Aldery

08 de agosto de 2018, 13:41

Por Marcelo Rodrigues

 

Noite passada, sonhei com Aldery. No sonho, alguém me dizia que ele já se encontrava com oitenta e cinco anos, uma vez que seus cabelos estavam totalmente brancos e o seu corpo encolhera. Mas eu estranhava essa observação, pois acreditava que a sua idade não fosse além dos sessenta anos. Tudo bem. Era apenas um sonho.

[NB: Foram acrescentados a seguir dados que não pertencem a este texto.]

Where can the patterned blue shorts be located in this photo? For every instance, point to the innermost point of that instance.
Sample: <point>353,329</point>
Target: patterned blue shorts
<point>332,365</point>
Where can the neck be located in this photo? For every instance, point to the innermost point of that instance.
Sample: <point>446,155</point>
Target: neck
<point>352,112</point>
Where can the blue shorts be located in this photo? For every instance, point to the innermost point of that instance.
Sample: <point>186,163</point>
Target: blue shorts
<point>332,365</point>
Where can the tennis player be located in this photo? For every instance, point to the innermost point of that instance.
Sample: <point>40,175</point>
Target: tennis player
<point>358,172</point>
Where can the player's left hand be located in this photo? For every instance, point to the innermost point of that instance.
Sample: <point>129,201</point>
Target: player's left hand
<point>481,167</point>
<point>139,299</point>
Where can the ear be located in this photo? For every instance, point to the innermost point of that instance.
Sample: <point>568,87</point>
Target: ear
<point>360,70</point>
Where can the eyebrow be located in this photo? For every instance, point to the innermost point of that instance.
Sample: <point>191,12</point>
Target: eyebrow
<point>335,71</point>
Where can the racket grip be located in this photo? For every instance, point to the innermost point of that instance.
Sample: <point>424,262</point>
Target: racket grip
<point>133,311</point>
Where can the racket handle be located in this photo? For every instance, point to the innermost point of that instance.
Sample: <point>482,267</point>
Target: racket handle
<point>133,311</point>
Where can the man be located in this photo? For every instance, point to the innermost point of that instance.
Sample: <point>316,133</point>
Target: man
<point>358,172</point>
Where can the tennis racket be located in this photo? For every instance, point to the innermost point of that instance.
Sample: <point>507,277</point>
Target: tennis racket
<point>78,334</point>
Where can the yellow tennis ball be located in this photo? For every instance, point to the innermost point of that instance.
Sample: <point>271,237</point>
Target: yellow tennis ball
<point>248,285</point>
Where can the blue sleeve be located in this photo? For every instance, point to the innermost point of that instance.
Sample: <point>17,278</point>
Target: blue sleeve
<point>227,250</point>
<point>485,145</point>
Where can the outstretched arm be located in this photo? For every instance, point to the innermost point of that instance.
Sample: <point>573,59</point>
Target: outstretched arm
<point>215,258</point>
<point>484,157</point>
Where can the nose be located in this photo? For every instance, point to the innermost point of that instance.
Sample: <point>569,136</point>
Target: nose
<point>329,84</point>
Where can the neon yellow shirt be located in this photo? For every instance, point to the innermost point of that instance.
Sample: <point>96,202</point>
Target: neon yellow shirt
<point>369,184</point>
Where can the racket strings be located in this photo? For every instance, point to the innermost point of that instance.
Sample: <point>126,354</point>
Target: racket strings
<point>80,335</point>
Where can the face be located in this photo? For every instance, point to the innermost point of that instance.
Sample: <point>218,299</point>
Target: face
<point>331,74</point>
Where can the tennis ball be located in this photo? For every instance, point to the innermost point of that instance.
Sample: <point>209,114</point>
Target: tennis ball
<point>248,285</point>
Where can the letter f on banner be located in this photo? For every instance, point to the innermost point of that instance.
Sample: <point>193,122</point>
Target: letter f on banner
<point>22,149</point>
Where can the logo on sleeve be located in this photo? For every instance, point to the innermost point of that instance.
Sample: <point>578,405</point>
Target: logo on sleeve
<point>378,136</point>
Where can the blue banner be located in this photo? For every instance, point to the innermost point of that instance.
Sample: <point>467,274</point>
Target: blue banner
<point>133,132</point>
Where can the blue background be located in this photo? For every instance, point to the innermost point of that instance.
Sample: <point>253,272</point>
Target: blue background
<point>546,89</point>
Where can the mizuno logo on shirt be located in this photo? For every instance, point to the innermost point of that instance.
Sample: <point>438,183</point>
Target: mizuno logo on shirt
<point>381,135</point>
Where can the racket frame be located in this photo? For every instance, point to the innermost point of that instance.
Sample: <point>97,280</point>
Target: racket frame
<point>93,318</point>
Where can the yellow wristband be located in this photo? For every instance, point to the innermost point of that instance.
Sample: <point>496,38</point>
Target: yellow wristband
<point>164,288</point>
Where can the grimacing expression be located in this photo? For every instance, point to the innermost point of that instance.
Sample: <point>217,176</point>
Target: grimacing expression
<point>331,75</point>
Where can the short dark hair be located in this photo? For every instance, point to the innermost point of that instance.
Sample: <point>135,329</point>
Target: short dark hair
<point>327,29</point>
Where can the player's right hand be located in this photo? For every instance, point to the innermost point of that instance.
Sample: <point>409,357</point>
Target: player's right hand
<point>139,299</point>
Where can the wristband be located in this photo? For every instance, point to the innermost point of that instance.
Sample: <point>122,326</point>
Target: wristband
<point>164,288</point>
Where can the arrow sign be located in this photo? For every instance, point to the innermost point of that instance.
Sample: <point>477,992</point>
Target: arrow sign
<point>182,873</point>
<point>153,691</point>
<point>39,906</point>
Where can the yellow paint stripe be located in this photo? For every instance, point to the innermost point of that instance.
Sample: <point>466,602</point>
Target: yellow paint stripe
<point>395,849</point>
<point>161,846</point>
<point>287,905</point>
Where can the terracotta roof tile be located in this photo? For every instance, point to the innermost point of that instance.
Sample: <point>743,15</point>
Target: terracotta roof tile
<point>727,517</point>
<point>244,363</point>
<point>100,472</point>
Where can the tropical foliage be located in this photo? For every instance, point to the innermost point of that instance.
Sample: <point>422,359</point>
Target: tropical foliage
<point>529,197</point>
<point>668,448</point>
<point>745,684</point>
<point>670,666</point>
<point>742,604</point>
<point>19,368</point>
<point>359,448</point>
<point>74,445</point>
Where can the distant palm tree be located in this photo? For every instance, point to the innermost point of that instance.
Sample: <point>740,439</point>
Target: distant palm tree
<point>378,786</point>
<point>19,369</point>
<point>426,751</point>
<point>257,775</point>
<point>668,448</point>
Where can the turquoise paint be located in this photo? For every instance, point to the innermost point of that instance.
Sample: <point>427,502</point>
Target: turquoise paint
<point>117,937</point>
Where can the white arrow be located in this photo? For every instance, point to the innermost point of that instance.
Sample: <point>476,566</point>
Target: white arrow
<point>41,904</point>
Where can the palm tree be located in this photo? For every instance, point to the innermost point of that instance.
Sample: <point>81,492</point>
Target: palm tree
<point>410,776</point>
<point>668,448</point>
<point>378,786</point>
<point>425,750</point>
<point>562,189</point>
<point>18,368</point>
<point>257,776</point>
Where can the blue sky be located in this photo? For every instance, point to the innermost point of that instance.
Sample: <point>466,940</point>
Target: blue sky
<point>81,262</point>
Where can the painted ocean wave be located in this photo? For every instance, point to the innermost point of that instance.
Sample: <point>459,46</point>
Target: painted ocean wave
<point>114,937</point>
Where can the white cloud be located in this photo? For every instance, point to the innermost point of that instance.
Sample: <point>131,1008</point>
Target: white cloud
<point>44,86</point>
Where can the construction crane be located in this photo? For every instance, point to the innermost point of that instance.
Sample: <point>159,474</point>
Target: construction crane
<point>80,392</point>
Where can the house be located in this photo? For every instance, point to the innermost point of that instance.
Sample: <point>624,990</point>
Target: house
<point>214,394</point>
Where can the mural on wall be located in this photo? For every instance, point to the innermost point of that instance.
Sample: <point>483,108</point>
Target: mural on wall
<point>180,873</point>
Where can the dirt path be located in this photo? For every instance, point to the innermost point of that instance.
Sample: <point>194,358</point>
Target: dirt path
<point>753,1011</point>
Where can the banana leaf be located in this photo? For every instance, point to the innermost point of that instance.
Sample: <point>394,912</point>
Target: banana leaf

Há muito tempo que estive com Aldery. Na última vez que o vi, ele já era um homem derrotado, que perdera tudo: o patrimônio, os amigos e principalmente qualquer crença na vida e nas pessoas.
Conheci-o em 1981, quando morava em Natal, na casa do meu irmão mais velho, no ensolarado bairro de Ponta Negra. Aldery fora nos apresentado pela minha cunhada. Naquela ocasião, ele possuía um bom emprego na loja de roupa do seu pai, no centro da cidade, era um rapaz forte, bonito e extremamente agradável. As suas visitas eram sempre aguardadas, pois sempre nos trazia deliciosos lanches. E nos restaurantes em que íamos, ele sempre se antecipava e pagava a conta. Até com livros luxuosos da sua biblioteca particular ele nos presenteava, se por acaso percebesse algum interesse nosso por qualquer volume. Assim, todos os finais de semana, ansiávamos pela sua vinda, que era, especialmente para mim, sinônimo de fartura e diversão.
Um dia, o pai, acreditando que fazia um bom negocio, desfez-se da rentável loja da família e partiu para o interior da Bahia, levando consigo o nosso querido amigo. Depois de um ano, porem, inseguro e com o patrimônio comprometido, Aldery retornou. Jamais se encontraria novamente. Aventurou-se em vários negócios, onde sempre perdia dinheiro. Por ultimo, vendeu seu único imóvel e, após desastrosos investimentos comerciais, terminou por ir morar de favor na casa da sua mãe.
Por essa época, eu tinha sido aprovado no concurso para a academia militar e logo fui embora para São Paulo. Algum tempo depois, o meu irmão também sairia de Natal. Poucas vezes retornaria ao Rio Grande do Norte para reencontrar o nobre Aldery. Isso já faz muitos anos.
E, na última noite, sem que há muito o lembrasse, sonhei com ele. No sonho, parecia realmente velho, mas a minha angústia não vinha tanto da sua velhice precoce, mas de vê-lo, antes jovem, bonito e generoso, pronunciar frases ininteligíveis. E no esforço que fazia para se comunicar, eu compreendia que apenas mendigava algum dinheiro para que pudesse se embriagar ainda mais.